Bancarotta fraudolenta  Arrestato editore-stampatore
CONTROLLI , CONTROLLO DELLA GUARDIA DI FINANZA - (Foto by Menegazzo Sandro)

Bancarotta fraudolenta

Arrestato editore-stampatore

L’editore Vittorio Farina, presidente del gruppo Netweek, arrestato dalla Finanza di Torino con l’accusa di avere distratto 50 milioni dalla sua azienda stampatrice in Piemonte.

Avrebbe depauperato il patrimonio societario mediante la distrazione di risorse per oltre 50 milioni di euro, aggravandone il dissesto di circa 25 milioni di euro. Questa l’accusa nei confronti di Vittorio Farina, 62 anni, arrestato dalla Guardia di Finanza di Torino per bancarotta fraudolenta aggravata nell’ambito del fallimento nel 2016 della Ilte, l’Industria Libraria Tipografica Editrice che un tempo stampava numerosi quotidiani e le Pagine Gialle.

Farina è presidente, tra l’altro, del gruppo Netweek (ex Dmail group), editore di vari settimanali nel Nord Italia tra cui, nel nostro territorio, il Giornale di Erba, Olgiate, Cantù, Lecco, Merate e il Centrovalle di Sondrio.

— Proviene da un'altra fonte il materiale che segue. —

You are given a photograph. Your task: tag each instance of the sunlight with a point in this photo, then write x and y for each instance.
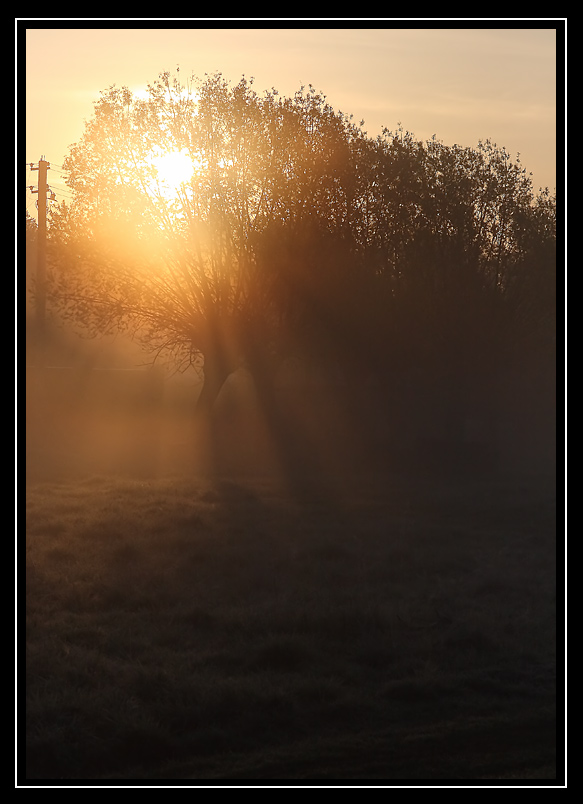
(174, 169)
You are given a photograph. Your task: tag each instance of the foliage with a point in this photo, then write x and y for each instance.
(298, 233)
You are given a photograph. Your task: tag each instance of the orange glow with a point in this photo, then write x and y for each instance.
(174, 169)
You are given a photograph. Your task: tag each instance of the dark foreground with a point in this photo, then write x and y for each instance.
(383, 630)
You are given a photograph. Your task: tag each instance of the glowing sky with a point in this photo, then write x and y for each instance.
(462, 85)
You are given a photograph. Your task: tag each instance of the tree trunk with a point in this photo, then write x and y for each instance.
(215, 372)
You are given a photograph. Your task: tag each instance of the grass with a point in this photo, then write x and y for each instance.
(183, 629)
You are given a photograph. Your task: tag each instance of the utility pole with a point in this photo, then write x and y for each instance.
(41, 265)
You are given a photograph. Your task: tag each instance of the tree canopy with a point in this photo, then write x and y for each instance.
(294, 232)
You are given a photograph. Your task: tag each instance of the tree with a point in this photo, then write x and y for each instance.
(180, 270)
(294, 232)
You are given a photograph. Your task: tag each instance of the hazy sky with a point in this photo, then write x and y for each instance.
(462, 85)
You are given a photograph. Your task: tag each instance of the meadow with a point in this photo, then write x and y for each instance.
(387, 628)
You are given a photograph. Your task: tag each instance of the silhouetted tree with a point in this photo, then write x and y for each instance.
(297, 234)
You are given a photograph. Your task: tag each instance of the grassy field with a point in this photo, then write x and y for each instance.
(382, 630)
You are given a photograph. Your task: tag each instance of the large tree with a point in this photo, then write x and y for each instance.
(179, 265)
(295, 232)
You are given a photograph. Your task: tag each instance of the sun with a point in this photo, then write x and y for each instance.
(174, 168)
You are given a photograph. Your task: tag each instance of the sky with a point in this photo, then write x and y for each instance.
(460, 84)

«Ci riserviamo di vedere gli atti e di studiare l’ordinanza», si limitano ad affermare gli avvocati Davide Papuzzi e Valentina Ramella, legali di Farina, mentre Netweek, l’ex Dmail Group di cui Farina è presidente precisa che i fatti contestati risalgono a un periodo precedente all’ingresso dell’imprenditore nel gruppo. E che la vicenda riguarda una società esterna e non collegata alla società quotata in Borsa.

Secondo le accuse, a partire dal 2010, secondo le Fiamme gialle, il ”re delle tipografie” avrebbe intrapreso una politica di dismissione di tutte le attività e delle partecipazioni della società fallita in favore di un gruppo di circa 15 soggetti giuridici a lui riconducibili, con finalità del tutto estranee agli interessi sociali e prive di valide ragioni economiche. Per far fronte allo stato di crisi in cui l’azienda versava già dal 2009, Farina avrebbe anche disposto la cessione dello stabilimento produttivo della società, a Moncalieri, nel Torinese, ricavandone 60 milioni di euro. Importo, sempre secondo l’accusa, in buona parte impiegato per finalità estranee agli interessi dell’impresa.